The Volkswagen Group will show off its first hybrid in New York City next week, the 2011 Touareg, and in effect will usher itself into the new car market. Volkswagen is one of the few major car makers that doesn't already have a hybrid on the road. Stefan Jacoby, president of Volkswagen US, and Walter da Silva, who oversees design for the company, will preside over the event, which takes place Tuesday, March 30 at the IAC Building.
Volkswagen will also be one of the last to put an electric car on the market. The Volkswagen Group will come out with an all-electric Audi sports car, the E-Tron, in 2012, and will follow it up with the Volkswagen-branded E-Up!, an economy car with an electric scooter in the trunk, in 2013. (Audi also has a hybrid with lithium ion batteries coming.)
Nissan and General Motors plan to launch the Leaf and the Volt, respectively, later this year. The Leaf is all-electric vehicle while the Volt is a plug-in hybrid, but the Volt will mostly operate as an electric car, GM anticipates. Ford has a variety of plug-ins and all-electrics coming over the next 2.5 years. Toyota has a plug-in on the way, as well.
Why is Volkswagen bringing up the rear? The market is still in its infancy, for one thing.

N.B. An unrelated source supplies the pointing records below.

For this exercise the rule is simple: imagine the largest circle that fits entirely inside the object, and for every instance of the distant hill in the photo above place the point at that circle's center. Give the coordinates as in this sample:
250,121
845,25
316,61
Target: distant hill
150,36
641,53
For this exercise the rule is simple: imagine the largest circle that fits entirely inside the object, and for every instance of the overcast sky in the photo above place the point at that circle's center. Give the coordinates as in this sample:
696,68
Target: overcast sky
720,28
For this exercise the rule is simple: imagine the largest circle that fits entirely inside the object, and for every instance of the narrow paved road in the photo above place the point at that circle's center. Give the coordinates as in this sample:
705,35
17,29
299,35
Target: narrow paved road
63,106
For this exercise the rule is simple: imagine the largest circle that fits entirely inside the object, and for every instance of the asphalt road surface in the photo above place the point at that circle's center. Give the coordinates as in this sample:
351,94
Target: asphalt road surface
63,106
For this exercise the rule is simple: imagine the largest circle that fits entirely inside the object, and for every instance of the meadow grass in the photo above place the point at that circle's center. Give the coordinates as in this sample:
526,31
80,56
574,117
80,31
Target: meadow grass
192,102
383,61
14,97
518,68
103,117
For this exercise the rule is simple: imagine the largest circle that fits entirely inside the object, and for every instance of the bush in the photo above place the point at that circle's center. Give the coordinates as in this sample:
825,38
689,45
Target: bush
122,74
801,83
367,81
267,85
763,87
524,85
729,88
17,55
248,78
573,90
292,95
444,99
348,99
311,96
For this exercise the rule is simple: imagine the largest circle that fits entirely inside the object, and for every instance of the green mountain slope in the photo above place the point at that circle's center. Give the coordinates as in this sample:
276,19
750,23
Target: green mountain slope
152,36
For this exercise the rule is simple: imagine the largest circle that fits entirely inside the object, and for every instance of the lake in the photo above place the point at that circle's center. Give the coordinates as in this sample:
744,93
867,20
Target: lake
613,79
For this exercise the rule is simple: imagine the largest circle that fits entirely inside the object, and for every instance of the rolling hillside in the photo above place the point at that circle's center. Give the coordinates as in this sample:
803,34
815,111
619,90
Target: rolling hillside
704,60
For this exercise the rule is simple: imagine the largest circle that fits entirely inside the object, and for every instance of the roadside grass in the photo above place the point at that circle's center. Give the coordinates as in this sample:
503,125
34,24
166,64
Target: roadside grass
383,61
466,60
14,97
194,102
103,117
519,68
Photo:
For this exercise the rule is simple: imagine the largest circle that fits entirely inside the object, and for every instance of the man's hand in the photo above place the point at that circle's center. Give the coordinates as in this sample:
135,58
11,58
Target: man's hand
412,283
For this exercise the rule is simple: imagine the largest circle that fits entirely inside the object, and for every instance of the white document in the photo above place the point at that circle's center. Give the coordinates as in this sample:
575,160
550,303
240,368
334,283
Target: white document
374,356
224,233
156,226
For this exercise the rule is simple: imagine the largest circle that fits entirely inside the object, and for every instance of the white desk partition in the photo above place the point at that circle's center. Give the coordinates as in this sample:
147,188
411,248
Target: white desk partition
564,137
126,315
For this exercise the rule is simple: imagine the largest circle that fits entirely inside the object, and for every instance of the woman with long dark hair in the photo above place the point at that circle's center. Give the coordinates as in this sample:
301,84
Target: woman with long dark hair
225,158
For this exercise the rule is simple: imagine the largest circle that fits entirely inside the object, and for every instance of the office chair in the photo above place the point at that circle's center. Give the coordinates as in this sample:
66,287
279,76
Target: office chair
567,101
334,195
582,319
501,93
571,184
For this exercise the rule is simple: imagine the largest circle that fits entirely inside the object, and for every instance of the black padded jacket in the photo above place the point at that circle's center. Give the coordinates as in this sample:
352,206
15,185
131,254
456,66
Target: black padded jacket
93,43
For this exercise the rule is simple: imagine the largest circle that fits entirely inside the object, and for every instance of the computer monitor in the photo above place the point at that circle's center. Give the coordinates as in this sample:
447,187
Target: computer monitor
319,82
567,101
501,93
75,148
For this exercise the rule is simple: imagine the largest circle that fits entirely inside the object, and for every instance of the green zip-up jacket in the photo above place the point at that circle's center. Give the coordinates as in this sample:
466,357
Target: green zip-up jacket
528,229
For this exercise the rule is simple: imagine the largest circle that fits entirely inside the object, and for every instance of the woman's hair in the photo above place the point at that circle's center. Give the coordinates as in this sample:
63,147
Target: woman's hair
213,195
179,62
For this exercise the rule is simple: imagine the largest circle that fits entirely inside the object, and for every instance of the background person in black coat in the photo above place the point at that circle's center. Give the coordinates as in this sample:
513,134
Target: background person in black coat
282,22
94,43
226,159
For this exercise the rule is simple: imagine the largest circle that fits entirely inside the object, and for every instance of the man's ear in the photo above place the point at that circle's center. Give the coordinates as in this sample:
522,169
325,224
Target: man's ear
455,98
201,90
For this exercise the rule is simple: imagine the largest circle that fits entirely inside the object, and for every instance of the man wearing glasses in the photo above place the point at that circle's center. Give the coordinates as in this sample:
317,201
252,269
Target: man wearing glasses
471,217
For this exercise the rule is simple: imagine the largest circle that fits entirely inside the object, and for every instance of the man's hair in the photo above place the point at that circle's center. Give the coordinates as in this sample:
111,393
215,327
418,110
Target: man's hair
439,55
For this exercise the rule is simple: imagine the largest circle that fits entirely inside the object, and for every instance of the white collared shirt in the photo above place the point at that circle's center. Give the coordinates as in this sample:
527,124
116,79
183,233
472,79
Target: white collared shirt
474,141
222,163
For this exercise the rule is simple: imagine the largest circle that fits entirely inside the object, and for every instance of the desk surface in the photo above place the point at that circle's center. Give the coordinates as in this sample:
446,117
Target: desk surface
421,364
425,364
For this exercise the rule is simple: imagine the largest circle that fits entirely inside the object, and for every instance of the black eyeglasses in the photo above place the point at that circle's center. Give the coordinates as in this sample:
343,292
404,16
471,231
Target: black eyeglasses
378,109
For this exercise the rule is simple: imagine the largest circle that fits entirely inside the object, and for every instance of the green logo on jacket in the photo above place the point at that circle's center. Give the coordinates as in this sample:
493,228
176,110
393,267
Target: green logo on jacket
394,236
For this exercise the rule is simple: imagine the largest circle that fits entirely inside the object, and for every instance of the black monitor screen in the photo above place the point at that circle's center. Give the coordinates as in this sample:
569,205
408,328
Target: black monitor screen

Even though Nissan and others will be earlier to market, none of these major manufacturers believe that their markets will be dominated by electric cars anytime soon. Renault-Nissan said that 10 percent of its cars will be all-electric by 2020. Ford says that 25 percent of cars sold by 2020 will be hybrids or electrics with the vast majority of that slice constituting standard hybrids. Ergo, a manufacturer can probably be a little late and still not get left behind.
Second, Volkswagen loves diesel. Last year, the company sold out of diesel Audis and Volkswagens in the U.S. "We think that diesel could grow to around 15 percent of the [U.S.] market," Johan de Nysschen, president of Audi of America, told us last year. Why not lead with your strengths? (Similarly, most of Ford's efforts in energy efficiency are really wrapped around the efficient EcoBoost engine.) As a result, electrics sometimes sound like an afterthought at Volkswagen.
"We will be in the market with this car [the E-Up!] in 2013," Ulrich Hackenberg, a member of the VW board, told us last year at the Frankfurt Auto Show. "The reason we are looking at EVs is the American market. EVs will be necessary to sell cars in the USA."
Still, the company is intrigued by electric. It hired Tesla co-founder Martin Eberhard (reported here first). Dr. Ferdinand Porsche built the first hybrid in 1902. Porsche became part of Volkswagen last year.